Eduardo Pacheco
Eduardo Pacheco

Reputation: 279

How to multiply two aliases from different scopes in a YAML file

I have this YAML file as a config

training_parameters:
  epochs: 2
  learning_rate: 0.0001
dataloader_parameters:
  train_csv: ./data/metadata/metadata.csv
  val_csv: ./data/metadata/metadata.csv
  root_dir: ./data/videos
  batch_size: 4
  max_frames: &max_frames 69
  num_workers: 4
  pin_memory: True
model_parameters:
  rnn_type: lstm
  rnn_layers: 2
  rnn_hidden: &rnn_hidden 100
  trainable_backbone: false
  heads_params:
    in_features: *max_frames * *rnn_hidden
    byrt: [2, 2]
    byrn: [2, 2]
    bdrt: [2, 2]
    bdrn: [2, 2]
    ft: [2, 2]
    fn: [2, 2]
    landed: [2, 2]
    stance: [2, 2]

As you can see the in_features field inside heads_params inside model_parameters is dependent on max_frames and rnn_hidden and should be equal to their product. I tried to create the field by dereferencing and multiplying, however when reading the file in Python with:

import yaml # pip install pyyaml

with open("config.yaml", "r") as f:
    d = yaml.safe_load(f)

I got this error:

ScannerError: while scanning an alias
  in "config.yaml", line 18, column 18
expected alphabetic or numeric character, but found '*'
  in "config.yaml", line 18, column 29

In the YAML file, I already had the warning Unexpected alias at node end. How can I overcome this issue and multiply those fields directly in the YAML?

Upvotes: 0

Views: 304

Answers (1)

Anthon
Anthon

Reputation: 76882

When you specify:

*max_frames * *rnn_hidden

you are specifying an alias max_frames * *rnn_hidden, but that is not a valid alias name (and not a valid anchor name either). What you are trying to do here is what I would like to call in-scalar substitution and you cannot do that with YAML alone.

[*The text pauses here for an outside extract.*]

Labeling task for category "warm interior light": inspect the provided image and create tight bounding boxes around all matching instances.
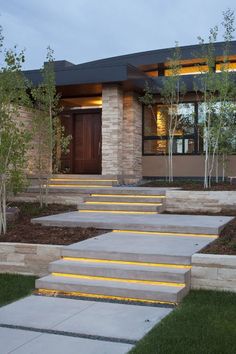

You can either specify quote the whole scalar to make it valid YAML:

in_features: '*max_frames * *rnn_hidden'

and then do so post-loading evaluation, but that will be difficult using PyYAML as the anchor information is no longer available after safe_load() finished. You could use ruamel.yaml's default round-trip mode to get that information.

Another option is specifying something like:

in_features: [*max_frames, '*', *rnn_hidden]

which will get you a Python list with resolved aliases after loading ([69, '*', 100]) which should be easy to evaluate into a single number.